Prague, Backstory
Soon after the overthrow of Czechoslovakia’s communist regime in November 1989, I reunited with my closest boyhood friend, Vladimír “Vláda” Svoboda. I had left him behind when my parents and I escaped from the country in 1948 and both of us were twelve years old. Now we were in our mid-fifties, and we had travelled along divergent paths – dictated by our respective environments.
“We should write a book together,” Vláda announced one day over a beer in a Prague pub. “Two boys grew up together. One escaped to find success and happiness in a free country. The other stayed behind and, because he refused to join the Communist Party, was unable to reach his potential and his goals in life. The contrast between living under democracy and totalitarianism would make for fascinating reading to people on both sides of the ocean.” The logistics proved impossible and my late friend, Alan Levy—a preeminent author—sealed the deal when he declared that “your families will love the book,” implying that no one else would.
Following the Velvet Revolution, Americans seemed to take a special interest in the small, far-off, country of Czechoslovakia. I responded to frequent inquiries of friends, acquaintances, and various organizations with stories and speeches about my youth – anecdotes about life during the Second World War, our liberation from Nazi oppression, the communist take-over, our escape, and life in refugee camps. I was told: “you must write your memoir” several hundred times. But, whenever I entertained the idea of putting pen to paper, I recalled Alan Levy’s words. After all, who but family and friends could possibly want to read my story?
I was in a hotel room one night when a television skit called “Jaywalking” started me on the road to changing my mind. On “The Tonight Show,” host Jay Leno was doing one of his man-on-the-street interviews during which he asked passers-by questions labeled by their low level of difficulty: “third-grade questions,” “eighth-grade questions,” and so on. On this particular night, he was standing on the campus of the University of Michigan and asking students “sixth-grade questions” pertaining to the Second World War. I sat with my mouth wide open in astonishment as I listened to one university student after another admit that he or she had no clue about the approximate years during which the war had taken place or who had been President of the U.S. during that time. When one student told Leno that Americans and Germans had fought side-by-side against the Russians in World War II, I nearly fell off my chair.
Oh, my God! I gasped.
Even worse, I was reading in newspapers and magazines about people – many of them know-nothing anti-Semites, but also a few who were articulate and educated – who denied the existence of the Holocaust. With such denial rising just as the Holocaust generation is disappearing, I knew that I had to speak out, to bear witness, to help in setting the record straight. Later, when I looked into the faces of our three grandchildren – Sam, Sarah, and Caroline – I knew that I must record the story of the Heller/Neumann family and how it was affected by the upheavals of twentieth-century’s greatest tragedy. After all, in a few more years, there will be no one left who can provide personal testimony.

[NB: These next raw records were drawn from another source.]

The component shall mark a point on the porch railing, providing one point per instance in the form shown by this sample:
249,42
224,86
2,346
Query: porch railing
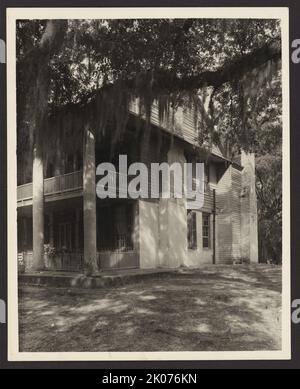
53,185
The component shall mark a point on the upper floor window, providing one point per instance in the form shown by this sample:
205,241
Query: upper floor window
206,230
191,229
206,176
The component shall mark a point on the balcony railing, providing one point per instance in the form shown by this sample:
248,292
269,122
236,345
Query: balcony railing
53,185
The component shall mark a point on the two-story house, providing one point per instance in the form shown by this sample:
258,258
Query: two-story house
140,233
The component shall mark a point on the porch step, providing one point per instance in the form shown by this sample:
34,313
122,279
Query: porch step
105,279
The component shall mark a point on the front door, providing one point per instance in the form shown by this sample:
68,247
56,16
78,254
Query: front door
65,236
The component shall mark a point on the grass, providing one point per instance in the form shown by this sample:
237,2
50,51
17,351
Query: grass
215,308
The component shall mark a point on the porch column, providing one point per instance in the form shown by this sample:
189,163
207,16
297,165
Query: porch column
89,203
51,231
77,221
38,210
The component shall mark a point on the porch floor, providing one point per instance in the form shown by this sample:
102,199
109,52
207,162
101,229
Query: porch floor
102,279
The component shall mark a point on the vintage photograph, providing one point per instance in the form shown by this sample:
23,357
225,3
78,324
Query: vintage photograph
149,184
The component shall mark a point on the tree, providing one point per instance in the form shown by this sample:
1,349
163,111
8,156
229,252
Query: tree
38,57
218,66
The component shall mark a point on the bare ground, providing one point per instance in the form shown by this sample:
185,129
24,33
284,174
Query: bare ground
215,308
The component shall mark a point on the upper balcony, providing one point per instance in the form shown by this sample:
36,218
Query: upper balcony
71,185
55,188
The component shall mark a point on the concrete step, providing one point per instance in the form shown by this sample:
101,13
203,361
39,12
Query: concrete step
99,280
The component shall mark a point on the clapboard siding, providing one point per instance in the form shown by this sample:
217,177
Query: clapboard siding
181,122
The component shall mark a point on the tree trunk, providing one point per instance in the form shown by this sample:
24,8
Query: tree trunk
49,44
89,203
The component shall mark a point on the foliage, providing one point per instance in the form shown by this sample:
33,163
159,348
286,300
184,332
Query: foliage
102,64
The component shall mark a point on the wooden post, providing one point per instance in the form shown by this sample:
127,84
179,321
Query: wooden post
51,229
89,203
77,221
38,209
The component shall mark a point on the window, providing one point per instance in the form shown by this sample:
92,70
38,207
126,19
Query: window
192,229
206,230
65,236
206,176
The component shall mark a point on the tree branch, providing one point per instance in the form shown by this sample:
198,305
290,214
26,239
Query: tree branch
168,81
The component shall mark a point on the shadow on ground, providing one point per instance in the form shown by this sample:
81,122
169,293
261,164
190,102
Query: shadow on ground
215,308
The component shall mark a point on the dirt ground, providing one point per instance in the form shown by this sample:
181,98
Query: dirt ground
215,308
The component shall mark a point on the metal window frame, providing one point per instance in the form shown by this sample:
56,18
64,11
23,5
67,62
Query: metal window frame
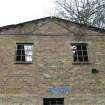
82,56
21,61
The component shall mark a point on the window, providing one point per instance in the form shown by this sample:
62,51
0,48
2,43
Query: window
24,53
80,52
53,101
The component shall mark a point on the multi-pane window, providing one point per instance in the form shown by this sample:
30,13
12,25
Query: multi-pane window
53,101
80,52
24,53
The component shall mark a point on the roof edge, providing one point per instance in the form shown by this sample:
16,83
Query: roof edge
52,18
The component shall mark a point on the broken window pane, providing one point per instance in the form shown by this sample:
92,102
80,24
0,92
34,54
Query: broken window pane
24,52
80,53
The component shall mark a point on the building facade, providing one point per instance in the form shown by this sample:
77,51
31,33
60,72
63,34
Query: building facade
51,61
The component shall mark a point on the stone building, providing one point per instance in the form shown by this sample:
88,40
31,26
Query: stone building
52,61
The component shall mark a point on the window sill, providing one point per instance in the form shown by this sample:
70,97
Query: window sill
23,63
81,63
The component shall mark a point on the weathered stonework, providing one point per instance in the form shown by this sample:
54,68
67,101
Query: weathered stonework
28,84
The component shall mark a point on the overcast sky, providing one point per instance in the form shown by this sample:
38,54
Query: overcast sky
17,11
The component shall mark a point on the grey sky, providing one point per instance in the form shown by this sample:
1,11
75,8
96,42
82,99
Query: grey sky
17,11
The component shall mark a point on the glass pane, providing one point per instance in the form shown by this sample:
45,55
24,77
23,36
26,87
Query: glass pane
75,58
60,101
18,52
23,52
28,52
80,58
20,46
85,58
18,58
84,47
78,47
23,58
79,53
28,58
28,47
84,52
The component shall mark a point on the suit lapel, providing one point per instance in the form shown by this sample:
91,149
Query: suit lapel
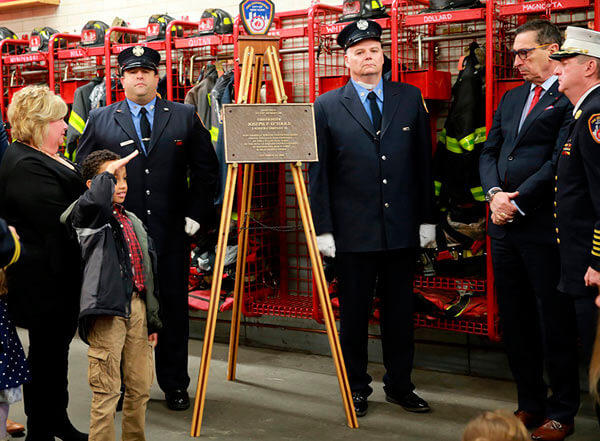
351,102
162,114
549,97
123,119
390,105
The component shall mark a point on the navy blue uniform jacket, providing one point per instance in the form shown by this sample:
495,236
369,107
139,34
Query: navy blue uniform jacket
372,192
524,160
578,199
159,193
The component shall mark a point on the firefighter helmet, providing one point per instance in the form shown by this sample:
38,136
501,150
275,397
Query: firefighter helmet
122,37
7,33
93,33
221,22
157,27
40,38
355,9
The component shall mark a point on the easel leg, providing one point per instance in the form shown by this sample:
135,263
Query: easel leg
240,272
321,284
211,320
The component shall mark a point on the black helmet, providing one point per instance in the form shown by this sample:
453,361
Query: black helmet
221,22
355,9
120,37
41,43
7,33
93,33
157,27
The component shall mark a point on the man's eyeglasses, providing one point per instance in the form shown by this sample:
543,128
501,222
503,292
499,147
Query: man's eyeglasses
523,53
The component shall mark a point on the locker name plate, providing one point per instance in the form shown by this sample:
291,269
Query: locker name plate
269,133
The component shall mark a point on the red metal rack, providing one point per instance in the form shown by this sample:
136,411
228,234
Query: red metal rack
20,70
428,49
71,65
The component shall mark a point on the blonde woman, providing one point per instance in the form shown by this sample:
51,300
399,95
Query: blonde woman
498,425
36,185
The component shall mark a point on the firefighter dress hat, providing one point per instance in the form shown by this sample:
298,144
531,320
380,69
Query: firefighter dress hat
579,41
138,56
358,31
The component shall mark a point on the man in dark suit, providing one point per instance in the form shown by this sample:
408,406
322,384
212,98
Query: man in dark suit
370,191
171,188
517,173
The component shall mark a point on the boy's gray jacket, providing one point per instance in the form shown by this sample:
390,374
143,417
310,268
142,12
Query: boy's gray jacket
107,276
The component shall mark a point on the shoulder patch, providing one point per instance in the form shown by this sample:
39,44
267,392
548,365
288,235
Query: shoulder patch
594,126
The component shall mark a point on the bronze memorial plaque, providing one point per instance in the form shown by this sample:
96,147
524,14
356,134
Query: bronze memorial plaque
257,133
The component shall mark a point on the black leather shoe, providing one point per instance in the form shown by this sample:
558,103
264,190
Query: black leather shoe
360,404
410,402
70,433
177,400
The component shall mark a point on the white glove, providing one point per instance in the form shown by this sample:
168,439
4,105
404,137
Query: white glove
427,235
326,244
191,226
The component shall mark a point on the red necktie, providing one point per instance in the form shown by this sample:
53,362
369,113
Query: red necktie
536,97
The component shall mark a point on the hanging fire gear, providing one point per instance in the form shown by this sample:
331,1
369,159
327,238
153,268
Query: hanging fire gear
119,37
157,27
456,161
450,5
221,22
7,33
43,34
355,9
79,113
93,33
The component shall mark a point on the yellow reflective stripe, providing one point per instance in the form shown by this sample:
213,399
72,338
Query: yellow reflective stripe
76,122
214,134
452,145
17,252
478,194
480,135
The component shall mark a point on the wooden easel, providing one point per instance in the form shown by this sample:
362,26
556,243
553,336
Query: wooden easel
255,51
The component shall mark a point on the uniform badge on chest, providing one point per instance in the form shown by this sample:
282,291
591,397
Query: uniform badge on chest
594,126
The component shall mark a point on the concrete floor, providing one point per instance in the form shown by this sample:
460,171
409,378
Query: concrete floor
294,396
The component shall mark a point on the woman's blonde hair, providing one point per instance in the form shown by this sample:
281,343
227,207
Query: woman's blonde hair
30,111
498,425
595,366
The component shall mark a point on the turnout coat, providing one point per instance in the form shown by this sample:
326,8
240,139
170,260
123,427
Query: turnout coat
159,192
372,191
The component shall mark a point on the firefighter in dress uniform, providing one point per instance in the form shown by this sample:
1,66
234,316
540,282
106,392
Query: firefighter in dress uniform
370,191
577,199
172,187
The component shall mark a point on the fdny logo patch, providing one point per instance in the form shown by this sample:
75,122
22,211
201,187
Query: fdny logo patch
594,126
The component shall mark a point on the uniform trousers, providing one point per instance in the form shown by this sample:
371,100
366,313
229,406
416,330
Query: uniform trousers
172,348
119,344
390,273
538,327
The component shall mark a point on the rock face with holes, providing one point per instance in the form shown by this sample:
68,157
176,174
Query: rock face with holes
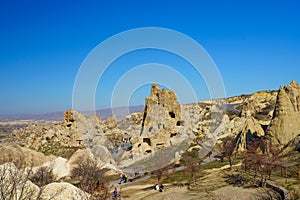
285,124
161,121
77,131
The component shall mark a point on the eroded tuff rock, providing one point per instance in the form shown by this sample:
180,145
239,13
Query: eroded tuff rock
285,124
22,156
77,131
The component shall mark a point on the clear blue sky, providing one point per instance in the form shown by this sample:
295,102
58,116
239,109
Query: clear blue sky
255,44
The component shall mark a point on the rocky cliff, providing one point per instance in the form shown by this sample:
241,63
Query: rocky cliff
285,124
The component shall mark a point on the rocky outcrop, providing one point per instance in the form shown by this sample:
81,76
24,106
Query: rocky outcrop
62,190
159,132
251,129
285,124
162,119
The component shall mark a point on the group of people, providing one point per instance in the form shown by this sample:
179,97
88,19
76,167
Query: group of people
159,187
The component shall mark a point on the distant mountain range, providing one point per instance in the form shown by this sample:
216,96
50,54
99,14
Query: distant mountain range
119,112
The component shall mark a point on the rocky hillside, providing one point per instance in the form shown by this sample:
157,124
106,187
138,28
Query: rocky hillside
159,135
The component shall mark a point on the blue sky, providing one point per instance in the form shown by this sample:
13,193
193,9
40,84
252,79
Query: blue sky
255,45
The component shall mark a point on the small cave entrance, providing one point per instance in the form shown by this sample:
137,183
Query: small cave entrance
147,140
148,151
173,134
172,114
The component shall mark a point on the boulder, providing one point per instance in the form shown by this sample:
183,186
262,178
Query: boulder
62,190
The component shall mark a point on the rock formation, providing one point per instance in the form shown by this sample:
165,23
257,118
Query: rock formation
285,124
162,119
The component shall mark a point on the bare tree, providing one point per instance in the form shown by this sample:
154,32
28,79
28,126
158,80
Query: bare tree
191,162
42,176
91,178
14,184
228,147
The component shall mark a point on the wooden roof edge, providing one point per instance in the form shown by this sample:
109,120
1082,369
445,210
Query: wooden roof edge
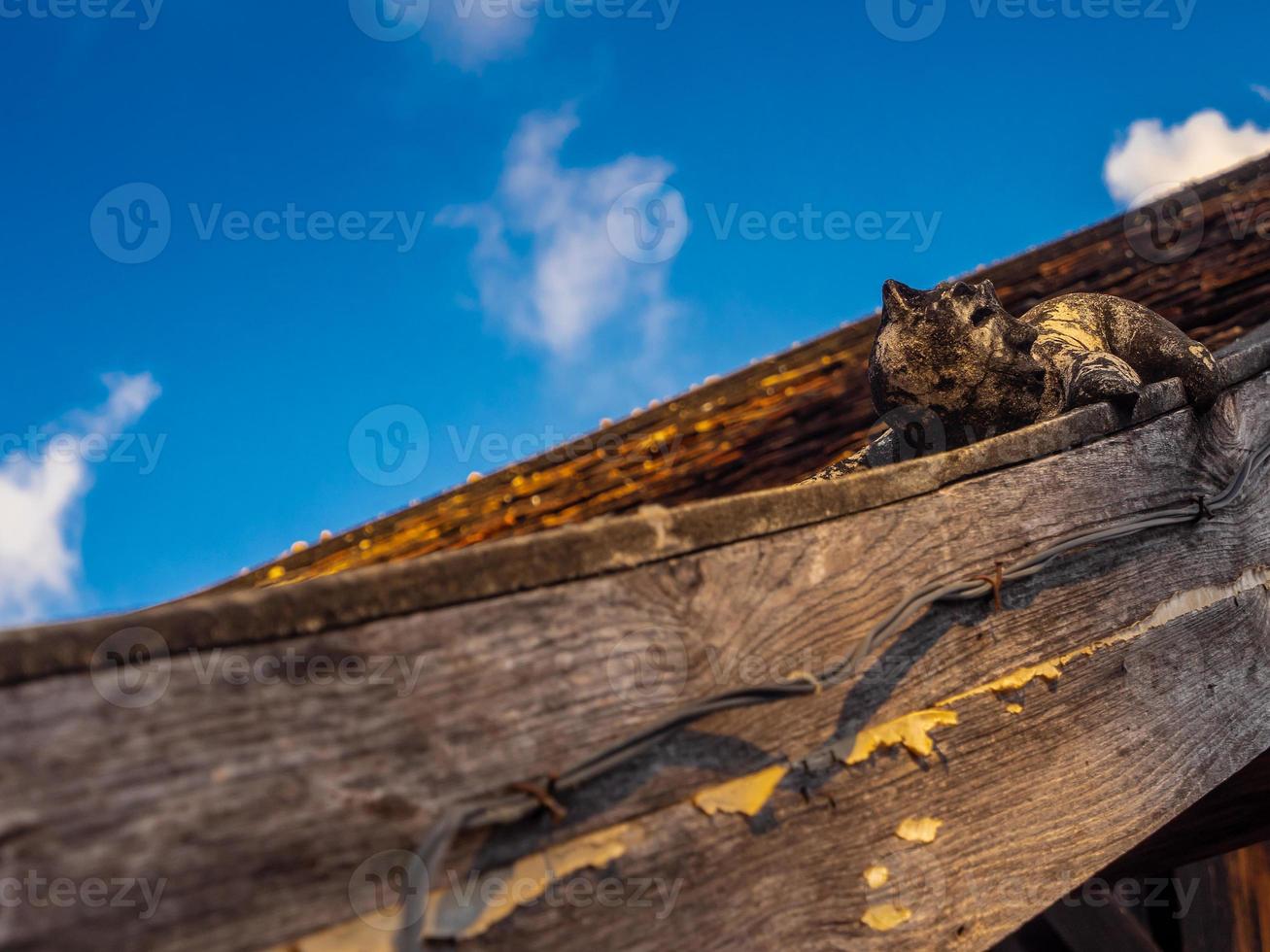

Hundreds of books have been written about the Second World War, but only a small percentage of them have presented the story through the eyes of some of the millions of children who lived in Europe during the late 1930s and early 1940s and whose lives were shaped forever by the dangers, horrors and unsettling events they experienced. I was one of those children.
As the story began to take on the form of a memoir, I came to the realization that a single thread stretched through the pages. During the war, all losses, deprivation, and horrors to which we were subjected were explained to me with a simple statement: “The Germans are punishing us because your father is fighting against them.” This made the suffering a point of pride for me. Little did I know that the explanation was a pious fraud. It was true that my father was fighting against the Nazis, but the real reason for our suffering was kept a secret from me. It would not be until I would reconnect with my native country many years later that I would put together the pieces of a puzzle and realize the truth. As this became a major theme of the memoir, I added chapters about returning to Prague, bonding with my native land, coming to grips with my ethnicity, and dealing with the demons of this new realization.